Auto-archive on PR close archives long-lived "hub" sessions prematurely — scope it to PR ownership
Summary
The "Auto-archive on PR close" setting archives sessions that aren't finished units of work — specifically long-lived sessions whose role is to merge other sessions' PRs. When one of those other PRs closes, the still-active session is archived out from under the user.
Repro
- Enable Settings → Auto-archive on PR close.
- Keep one long-lived session open as a "hub" — you use it to review and merge other sessions' PRs (e.g. you run
gh pr merge <N>there, or use a tool/skill that merges another session's PR). - Have a second, separate session that owns a feature branch + PR. Merge that PR from the hub session.
- Observed: the hub session gets archived when the other session's PR closes — even though it has unfinished work and never owned that PR.
- Expected: only the session that owns the merged PR (the one whose worktree branch is that PR's head branch) should auto-archive.
Suspected root cause
The trigger appears keyed on association ("a PR this session interacted with closed") rather than ownership ("this session's own branch PR merged").
Proposed fix — ownership-scoped trigger
Auto-archive a session only when ALL of these hold:
- the session's working directory is a dedicated git worktree (not the main checkout / repo root), and
- the merged PR's head branch == that worktree's checked-out branch (the session owns the PR; it didn't merely run the merge on someone else's), and
- the session has no other open PR whose head branch it owns.
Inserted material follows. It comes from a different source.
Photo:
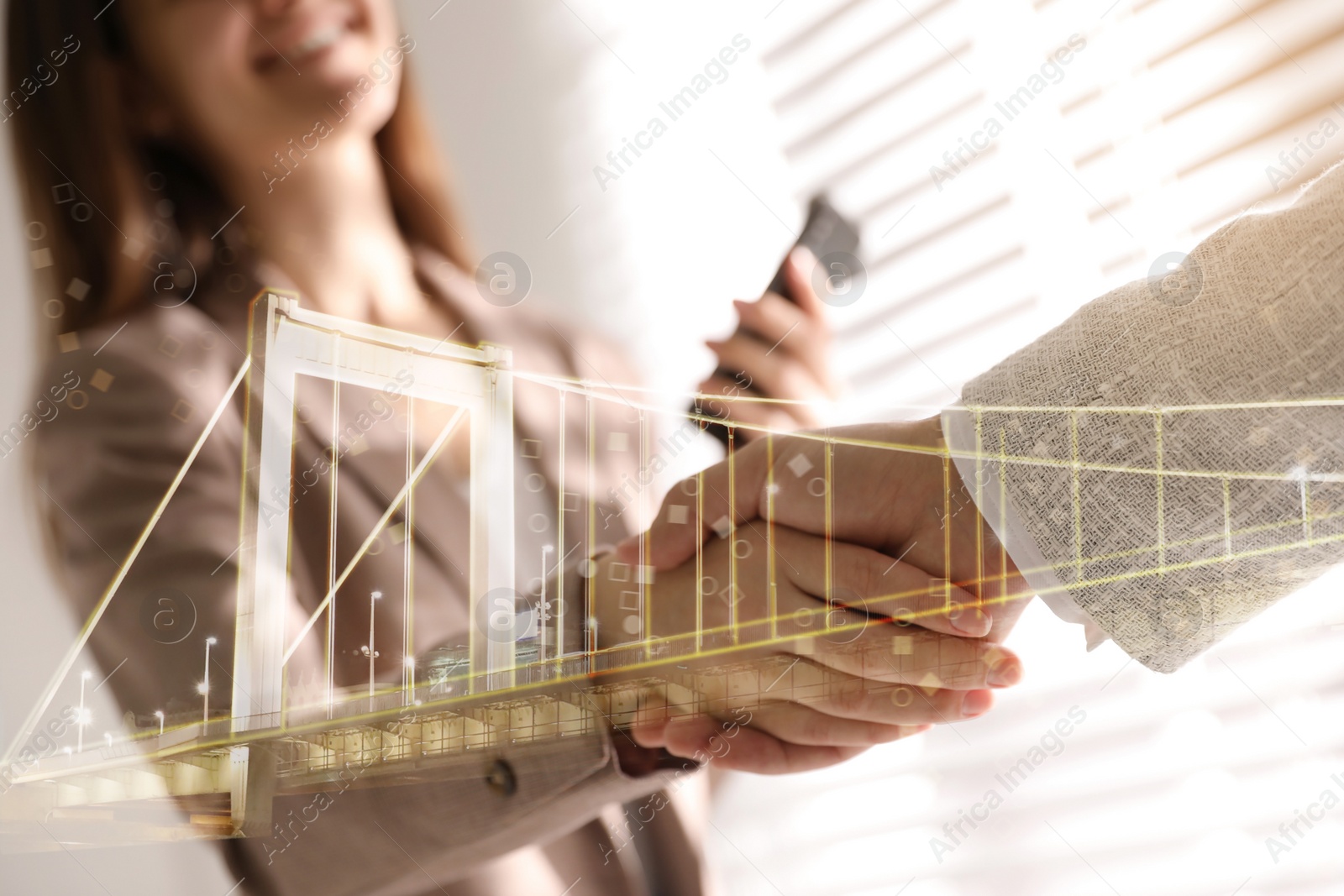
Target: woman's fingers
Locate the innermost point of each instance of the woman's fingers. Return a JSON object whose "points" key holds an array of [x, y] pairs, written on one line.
{"points": [[743, 406], [886, 705], [772, 372], [797, 273], [927, 660], [784, 328], [748, 748], [873, 584]]}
Sessions running from the repo root (which own no feature branch) would then never auto-archive — the desired behavior for hub / coordinator / inbox sessions.
Secondary request (optional)
Scheduled / recurring agents spawn one retained session per run; these pile up with no owning PR, so the ownership rule above won't reach them. A "keep the latest N runs per scheduled task, archive older" retention option would clear them separately.
Note for any programmatic workaround
The archive_session MCP tool is unavailable in unsupervised / headless mode, so this can't be worked around by a scheduled agent — the fix needs to live in the in-app auto-archive feature itself.